MCPP and propagation execution times for different maps (unit: sec).

N	Metric	Map 1	Map 2	Map 3	Map 4	Map 5	Avg_Time
10	$T_{\mathrm{MCPP}}$	2.91	3.00	2.95	2.96	2.90	2.94
	$T_{\mathrm{Propagation}}$	0.012	0.014	0.015	0.016	0.017	0.0148
20	$T_{\mathrm{MCPP}}$	2.94	3.01	2.96	2.99	2.93	2.96
	$T_{\mathrm{Propagation}}$	0.015	0.015	0.016	0.016	0.017	0.0158

7. Conclusions

This study has demonstrated the robustness and adaptability of the proposed BCD-based Multi-Robot Coverage Path Planning (MCPP) method with dynamic task redistribution, particularly in scenarios where robot failures occur. The proposed propagation-based strategy effectively redistributes the coverage tasks of failed robots to neighboring units, ensuring minimal disruption and maintaining balanced workload distribution across the remaining operational robots. The simulation results across five distinct environments, ranging from simple open areas to complex, obstacle-rich spaces, validate the method’s ability to handle diverse and dynamic environments. The key advantage of this method lies in its dynamic propagation approach, which progressively adjusts the coverage areas of the remaining robots to maintain balance and efficiency. This approach significantly reduces the variance in workload distribution, ensuring that no single robot is overburdened, even as others fail. Our simulations show that the proposed method outperforms conventional methods, such as the nearest neighbors-based approach, in terms of workload variance (${\sigma }_{\mathrm{balancing}}$) achieving values below 1, which indicates effective balanced partitioning. In addition, the method’s fast execution time and minimal propagation cycles make it suitable for real-time applications, providing a promising solution for missions that require continuous and reliable monitoring.

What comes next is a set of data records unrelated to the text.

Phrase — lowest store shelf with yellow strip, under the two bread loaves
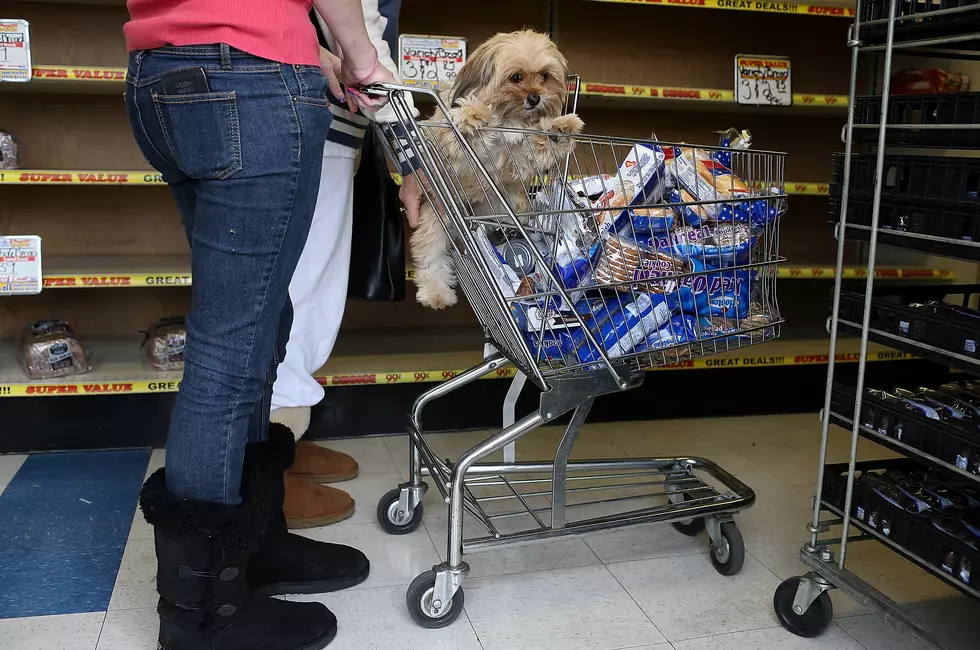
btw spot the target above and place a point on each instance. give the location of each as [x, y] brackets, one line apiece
[379, 357]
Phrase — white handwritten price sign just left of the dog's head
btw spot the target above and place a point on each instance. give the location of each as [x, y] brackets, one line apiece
[430, 61]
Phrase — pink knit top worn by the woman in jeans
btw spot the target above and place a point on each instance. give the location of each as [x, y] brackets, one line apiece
[279, 30]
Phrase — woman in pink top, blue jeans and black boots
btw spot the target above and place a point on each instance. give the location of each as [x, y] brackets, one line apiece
[228, 101]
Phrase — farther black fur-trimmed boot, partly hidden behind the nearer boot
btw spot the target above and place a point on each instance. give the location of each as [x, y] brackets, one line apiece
[287, 563]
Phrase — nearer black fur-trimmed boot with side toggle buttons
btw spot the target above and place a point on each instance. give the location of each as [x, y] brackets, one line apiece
[203, 552]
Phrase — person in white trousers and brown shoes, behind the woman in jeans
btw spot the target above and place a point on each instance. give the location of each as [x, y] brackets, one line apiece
[318, 292]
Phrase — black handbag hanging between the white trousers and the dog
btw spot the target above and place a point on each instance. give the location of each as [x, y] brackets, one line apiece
[377, 261]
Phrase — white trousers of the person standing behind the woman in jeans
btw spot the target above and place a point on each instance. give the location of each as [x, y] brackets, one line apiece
[318, 289]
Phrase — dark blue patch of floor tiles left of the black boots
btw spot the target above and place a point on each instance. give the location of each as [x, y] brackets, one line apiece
[64, 522]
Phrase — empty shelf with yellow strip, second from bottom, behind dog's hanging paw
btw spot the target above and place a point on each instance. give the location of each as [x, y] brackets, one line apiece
[103, 272]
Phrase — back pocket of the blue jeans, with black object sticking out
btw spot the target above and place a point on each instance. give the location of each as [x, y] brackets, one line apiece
[202, 132]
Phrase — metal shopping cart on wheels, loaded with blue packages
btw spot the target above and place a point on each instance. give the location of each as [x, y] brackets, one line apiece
[583, 295]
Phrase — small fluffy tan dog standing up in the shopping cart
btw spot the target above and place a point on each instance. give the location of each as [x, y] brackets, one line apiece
[515, 80]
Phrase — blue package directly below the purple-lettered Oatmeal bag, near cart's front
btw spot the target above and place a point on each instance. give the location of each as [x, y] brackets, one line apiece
[722, 294]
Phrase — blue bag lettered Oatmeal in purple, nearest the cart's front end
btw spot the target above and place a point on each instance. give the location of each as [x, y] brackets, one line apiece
[712, 247]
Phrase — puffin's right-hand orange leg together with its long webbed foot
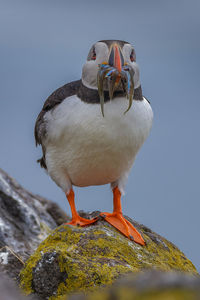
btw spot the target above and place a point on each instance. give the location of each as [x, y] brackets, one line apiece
[118, 221]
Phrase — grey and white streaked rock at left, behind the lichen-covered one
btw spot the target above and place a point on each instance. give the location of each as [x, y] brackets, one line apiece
[25, 221]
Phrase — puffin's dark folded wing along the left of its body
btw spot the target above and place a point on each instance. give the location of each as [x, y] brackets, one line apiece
[53, 100]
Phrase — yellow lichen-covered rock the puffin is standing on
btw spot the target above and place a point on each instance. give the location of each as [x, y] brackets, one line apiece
[82, 259]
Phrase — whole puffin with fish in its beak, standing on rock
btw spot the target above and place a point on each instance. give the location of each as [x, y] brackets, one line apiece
[91, 130]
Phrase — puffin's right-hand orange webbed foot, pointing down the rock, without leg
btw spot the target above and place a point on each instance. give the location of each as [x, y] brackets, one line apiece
[124, 226]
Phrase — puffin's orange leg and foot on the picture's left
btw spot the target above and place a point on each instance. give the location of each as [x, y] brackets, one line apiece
[76, 219]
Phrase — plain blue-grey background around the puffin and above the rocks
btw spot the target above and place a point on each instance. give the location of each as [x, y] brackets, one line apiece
[44, 44]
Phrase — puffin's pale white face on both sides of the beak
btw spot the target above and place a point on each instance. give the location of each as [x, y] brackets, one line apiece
[98, 54]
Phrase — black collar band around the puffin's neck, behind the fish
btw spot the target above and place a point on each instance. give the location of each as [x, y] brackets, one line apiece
[92, 96]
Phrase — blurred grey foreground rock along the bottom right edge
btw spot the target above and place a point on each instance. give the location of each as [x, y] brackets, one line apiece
[149, 285]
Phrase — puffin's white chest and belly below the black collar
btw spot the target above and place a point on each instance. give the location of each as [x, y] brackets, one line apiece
[90, 148]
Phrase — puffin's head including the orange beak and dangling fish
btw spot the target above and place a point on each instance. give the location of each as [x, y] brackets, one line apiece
[111, 66]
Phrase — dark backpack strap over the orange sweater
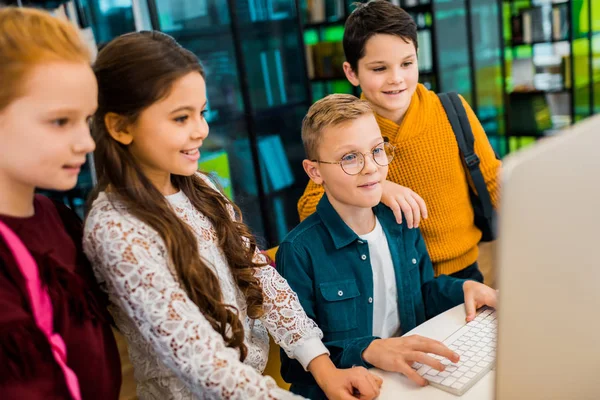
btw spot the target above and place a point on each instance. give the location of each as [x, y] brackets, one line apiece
[461, 126]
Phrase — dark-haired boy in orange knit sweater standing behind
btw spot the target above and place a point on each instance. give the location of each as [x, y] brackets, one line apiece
[380, 44]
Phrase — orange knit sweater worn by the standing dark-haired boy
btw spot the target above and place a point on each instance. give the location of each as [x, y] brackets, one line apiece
[428, 161]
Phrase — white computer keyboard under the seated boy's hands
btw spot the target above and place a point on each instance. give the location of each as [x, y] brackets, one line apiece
[476, 344]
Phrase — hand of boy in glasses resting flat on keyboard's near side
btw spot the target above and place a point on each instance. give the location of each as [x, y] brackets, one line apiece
[399, 353]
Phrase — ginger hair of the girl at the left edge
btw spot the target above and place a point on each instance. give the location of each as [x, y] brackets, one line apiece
[28, 38]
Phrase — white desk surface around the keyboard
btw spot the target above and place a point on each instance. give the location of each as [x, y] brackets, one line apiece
[397, 386]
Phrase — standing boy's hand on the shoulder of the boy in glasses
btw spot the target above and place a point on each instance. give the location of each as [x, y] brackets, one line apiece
[403, 200]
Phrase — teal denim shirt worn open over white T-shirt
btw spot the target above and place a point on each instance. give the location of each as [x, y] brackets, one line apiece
[329, 267]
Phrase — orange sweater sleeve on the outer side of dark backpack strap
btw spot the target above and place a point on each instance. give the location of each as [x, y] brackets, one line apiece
[490, 166]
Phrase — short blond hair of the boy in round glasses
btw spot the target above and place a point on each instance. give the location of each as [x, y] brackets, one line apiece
[332, 110]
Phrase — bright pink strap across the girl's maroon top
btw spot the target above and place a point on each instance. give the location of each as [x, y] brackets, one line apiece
[41, 305]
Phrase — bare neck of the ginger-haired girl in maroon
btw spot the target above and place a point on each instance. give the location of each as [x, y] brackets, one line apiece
[16, 198]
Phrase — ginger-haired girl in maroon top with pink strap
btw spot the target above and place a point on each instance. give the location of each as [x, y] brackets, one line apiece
[55, 339]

In our tests, each propagation execution requires less than 0.0158 s per iteration ($T_{\mathrm{Propagation}}$).

Future research should aim to enhance the scalability of the method for larger robot teams, improve energy-efficient path planning, and strengthen inter-robot communication for better coordination in complex missions, while real-world testing in environments with communication delays and energy constraints will provide insights into its practicality and resilience for broader field applications.

Author Contributions

Conceptualization, J.G. and S.L.; methodology, J.G. and S.L.; software, J.G. and H.K.; validation, J.G., H.K. and S.L.; formal analysis, J.G. and S.L.; investigation, J.G. and S.L.; resources, J.G. and H.K.; data curation, J.G. and H.K.; writing—original draft preparation, J.G. and S.L.; writing—review and editing, J.G. and S.L.; visualization, J.G. and H.K.; supervision, S.L.; project administration, S.L.; funding acquisition, S.L. All authors have read and agreed to the published version of the manuscript.

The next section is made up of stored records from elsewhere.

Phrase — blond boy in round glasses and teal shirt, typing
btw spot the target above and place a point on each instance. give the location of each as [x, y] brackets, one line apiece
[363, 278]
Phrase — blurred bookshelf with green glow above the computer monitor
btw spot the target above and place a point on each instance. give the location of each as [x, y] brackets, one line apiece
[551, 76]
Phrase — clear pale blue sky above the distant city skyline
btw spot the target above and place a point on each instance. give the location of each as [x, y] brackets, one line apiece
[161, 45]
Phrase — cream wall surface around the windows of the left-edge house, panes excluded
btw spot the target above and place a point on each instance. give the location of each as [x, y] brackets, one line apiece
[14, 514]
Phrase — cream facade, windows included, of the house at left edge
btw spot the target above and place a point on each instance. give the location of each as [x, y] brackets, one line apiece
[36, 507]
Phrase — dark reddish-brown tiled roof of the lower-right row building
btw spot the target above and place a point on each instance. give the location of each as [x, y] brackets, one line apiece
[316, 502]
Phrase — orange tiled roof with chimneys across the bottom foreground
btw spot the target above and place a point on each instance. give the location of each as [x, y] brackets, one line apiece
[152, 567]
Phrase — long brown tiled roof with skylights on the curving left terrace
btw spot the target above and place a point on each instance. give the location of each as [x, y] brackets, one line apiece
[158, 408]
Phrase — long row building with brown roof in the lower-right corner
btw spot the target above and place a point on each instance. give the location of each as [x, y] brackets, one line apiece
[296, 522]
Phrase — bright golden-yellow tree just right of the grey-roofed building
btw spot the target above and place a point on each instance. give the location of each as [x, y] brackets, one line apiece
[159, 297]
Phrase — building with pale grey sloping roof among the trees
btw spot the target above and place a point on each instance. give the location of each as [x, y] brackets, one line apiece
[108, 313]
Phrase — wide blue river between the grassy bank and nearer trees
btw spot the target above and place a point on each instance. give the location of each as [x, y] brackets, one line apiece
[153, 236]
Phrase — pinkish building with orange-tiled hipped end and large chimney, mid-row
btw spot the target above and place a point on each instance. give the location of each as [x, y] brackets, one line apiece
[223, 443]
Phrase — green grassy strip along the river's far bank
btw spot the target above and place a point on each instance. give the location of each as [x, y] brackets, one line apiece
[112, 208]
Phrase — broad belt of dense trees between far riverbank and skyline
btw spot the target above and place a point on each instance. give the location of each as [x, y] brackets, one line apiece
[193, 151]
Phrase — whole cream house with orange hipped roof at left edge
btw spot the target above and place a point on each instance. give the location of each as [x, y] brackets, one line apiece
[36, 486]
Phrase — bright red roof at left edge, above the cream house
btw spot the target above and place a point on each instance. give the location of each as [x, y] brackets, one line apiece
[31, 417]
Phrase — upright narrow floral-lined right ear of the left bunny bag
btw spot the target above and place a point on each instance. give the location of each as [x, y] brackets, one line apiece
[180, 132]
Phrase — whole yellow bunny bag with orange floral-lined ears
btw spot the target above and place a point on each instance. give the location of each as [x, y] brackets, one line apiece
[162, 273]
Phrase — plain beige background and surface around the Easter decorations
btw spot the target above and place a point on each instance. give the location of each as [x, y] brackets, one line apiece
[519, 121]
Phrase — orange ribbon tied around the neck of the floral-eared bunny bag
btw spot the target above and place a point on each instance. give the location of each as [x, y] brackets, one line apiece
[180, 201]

Institutional Review Board Statement

Not applicable.

Informed Consent Statement

Not applicable.

Data Availability Statement

The raw data supporting the conclusions of this article will be made available by the authors on request.

Conflicts of Interest

The authors declare no conflicts of interest.

Funding Statement

This research was supported by Korea Institute of Marine Science & Technology Promotion (KIMST) funded by the Ministry of Trade, Industry and Energy in 2023 (Project Number 20210630). In addition, this research was supported by “Regional Innovation Strategy (RIS)” through the National Research Foundation of Korea (NRF) funded by the Ministry Education (MOE) (Foundation task management number: 2022RIS-006). In addition, this research was supported by the MSIT (Ministry of Science and ICT), Korea, under the ITRC (Information Technology Research Center) support program (IITP-2024-RS-2024-00437190, 50%) supervised by the IITP (Institute for Information & Communications Technology Planning & Evaluation).